しかし、本当に現状の働き方が最適なのでしょうか?「何か自動化はできないか?」「スケジュールを工夫すれば余裕ができるのでは?」、「他にもっと良いやり方がないか?」などと日々考えて仕事をしてみたら、残業を0にすることは無理でも、わずかでも残業時間でも減らすことは可能ではないかと思いました。
また、上司の指示が本当に問題ないのかも考えておくと将来自分がその立場になった際に改善できるかもしれません。本当は良くないですが、新人のうちだと残業がある=仕事で忙しいアピールができる上に社会人らしい愚痴も話せるようになり、少し自慢げになってしまうこともあります(体験談)
ただ残業していて感じるのは明らかに定時を回ってからパフォーマンスは落ちているということです。作業効率も悪くなり、所定労働時間以内ならすぐに終わるタスクでも時間がかかったりすることもあります。やらなければならないので仕方ないですが・・・。労働時間ってうまくできてますね。
最後に
いかがでしたか。IT企業に入社後は新入社員研修から始まり、現場配属はOJT+テストや保守・運用業務に携わっていきます。本記事は1年目の11月中旬時点での筆者目線で見聞き・経験したことをもとに書いたので他の会社では違うかもしれませんが、大体最初の業務は同じだと思ってもらって良いと考えています。
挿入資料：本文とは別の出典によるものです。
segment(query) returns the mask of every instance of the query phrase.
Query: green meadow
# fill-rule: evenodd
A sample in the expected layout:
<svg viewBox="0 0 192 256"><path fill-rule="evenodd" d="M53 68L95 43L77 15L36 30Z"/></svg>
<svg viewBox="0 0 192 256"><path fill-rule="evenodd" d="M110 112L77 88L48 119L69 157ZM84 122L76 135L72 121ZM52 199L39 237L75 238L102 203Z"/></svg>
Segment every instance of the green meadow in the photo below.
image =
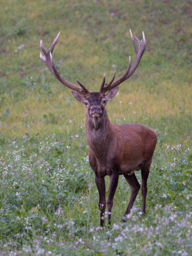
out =
<svg viewBox="0 0 192 256"><path fill-rule="evenodd" d="M190 0L1 1L1 255L191 255L191 10ZM40 59L39 42L49 49L61 31L57 70L97 91L104 73L108 82L129 55L133 64L130 29L140 40L144 31L146 50L106 109L158 141L146 216L139 192L120 222L131 195L121 176L112 224L101 229L85 108Z"/></svg>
テストも保守・運用業務を最初に経験する全てはシステム・サービスの理解、基礎知識や技能を身につけるためです。これら業務経験を通してプログラミング技術やIT技術の基本知識、顧客知識を蓄えて成長していきます。
この記事で皆さんと年齢が近い人が就職後どんな仕事をするのかをイメージしていただけたらと思い執筆しました。皆さんも一緒にこのIT業界で頑張っていきましょう!